Current keratoconus detection methods compared with a neural network approach.

PURPOSE: Four videokeratographic methods for keratoconus detection were compared with a neural network approach.
METHODS: A classification neural network for keratoconus screening was designed to detect the presence of keratoconus (KC) or keratoconus suspects (KCS); a separate cone severity network graded the severity of conelike topography patterns consistent with KC or KCS. Three hundred TMS-1 examinations (Tomey) were randomly divided into training and test sets. Ten topographic indexes were network inputs. Nine categories were used: normal, astigmatism, KC, KCS, contact lens-induced warpage, pellucid marginal degeneration, photorefractive keratectomy, radial keratotomy, and penetrating keratoplasty. KC was subdivided into KC1 (mild), KC2 (moderate), and KC3 (advanced). There were three outputs for the classification network (KC, KCS, and OTHER); target output values of 0 = OTHER, 0.25 = KCS, 0.5 = KC1, 0.75 = KC2, and 1.0 = KC3 were used for the severity network.
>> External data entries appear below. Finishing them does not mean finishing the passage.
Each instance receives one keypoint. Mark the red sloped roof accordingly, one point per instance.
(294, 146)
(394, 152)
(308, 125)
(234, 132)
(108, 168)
RESULTS: The best-trained classification network had 100% accuracy, specificity, and sensitivity for the test set. The severity network had mean outputs (+/-standard deviation) of OTHER = 0.02+/-0.02, KCS = 0.21+/-0.05, KC1 = 0.52+/-0.17, KC2 = 0.74+/-0.12, and KC3 = 0.91+/-0.15. The severity network output for all categories was well correlated to the keratoconus prediction index (R = 0.892, P < 0.0001). The classification network had an overall accuracy and specificity significantly better (P < or = 0.005) than the Klyce/Maeda keratoconus index (KCI) test, the Rabinowitz test (K & I-S), and simulated keratometry (average Sim K). However, there were no significant differences in keratoconus sensitivity between the classification network, KCI, and K & I-S. The sensitivity and specificity of average Sim K were significantly worse than those of the other tests. The classification network had significantly better sensitivity (P < 0.001) and specificity (P = 0.025) for KCS detection than the K & I-S.
CONCLUSIONS: The neural networks completely distinguished KC from KCS and from topographies that resembled KC. The network approach equaled the sensitivity of currently used tests for keratoconus detection and outperformed them in terms of accuracy and specificity.